Ron Perlman on the studio exec that wanted the strike to drag on until union members lose their homes:
“There’s a lot of ways to lose your house. You wish that on people, you wish that families starve while you’re making 27-fucking-million a year.” pic.twitter.com/BWBNeervml
— DiscussingFilm (@DiscussingFilm) July 14, 2023
On Friday, the Hellboy star took to Instagram to post a since-deleted video in which he went scorched earth on the studio execs who told Deadline that they were going to “allow things to drag on” until writers (and, now, actors) start “losing their apartments and losing their homes,” which one said was “cruel but necessary.” Perlman, like many, was incensed by those sentiments. But Perlman went farther than most.
“Listen to me, mother*cker. There are a lot of ways to lose your house,” he raged. “Some of it is just figuring who fucking said that…and where he fucking lives.” He added, “Be careful, motherf*cker.”
Later that day, a much calmed-down Perlman posted another video, which wasn’t exactly an apology but did acknowledge that he may have gone too far — while clarifying that he stood by the foundational ideas that got him so worked-up.
“Admittedly I got a bit heated,” Perlman said in the second video. “The asshole who made that comment doesn’t wish anybody any harm.”
But Perlman was still livid about execs saying, in his words, that they weren’t “even going to bargain with these f*cking kids until they start f*cking bleeding and their families start bleeding.”
He called the two strikes a “symptom of a struggle that’s way bigger than the strike itself…a symptom of the soullessness of corporate America and how everything has become corporatized in this country.”
Perlman talked about the strange, Faustian bargain that’s always permeated in Hollywood, in which artists team up with wealthy magnates, who fund their movies and TV shows — and who then get product (for lack of a better word) in exchange.

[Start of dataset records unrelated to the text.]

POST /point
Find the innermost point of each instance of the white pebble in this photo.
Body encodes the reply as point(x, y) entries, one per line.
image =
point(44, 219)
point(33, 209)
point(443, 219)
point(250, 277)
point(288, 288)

He also got a bit mushy about the industry in which he’s long worked. “I don’t know where I’d be without movies,” he said, saying they’ve taught him about “the human experience, told in all of its glory, with music and sound and fury.” Execs, he admitted, “enabled all those beautiful experiences”:
“I have nothing but love for the guys who started the studios, but let’s maintain a degree of humanity in all of this. Okay? It can’t all be about your f*cking Porsche. And your f*cking stock prices. There has got to be dignity if we are going to hold the mirror up and reflect the human experience. “
Perlman is no stranger to using social media to unload on powerful people. He has no beef with telling Ted Cruz to “go f*ck yourself” or with calling Ron DeSantis a “f*cking Nazi pig.”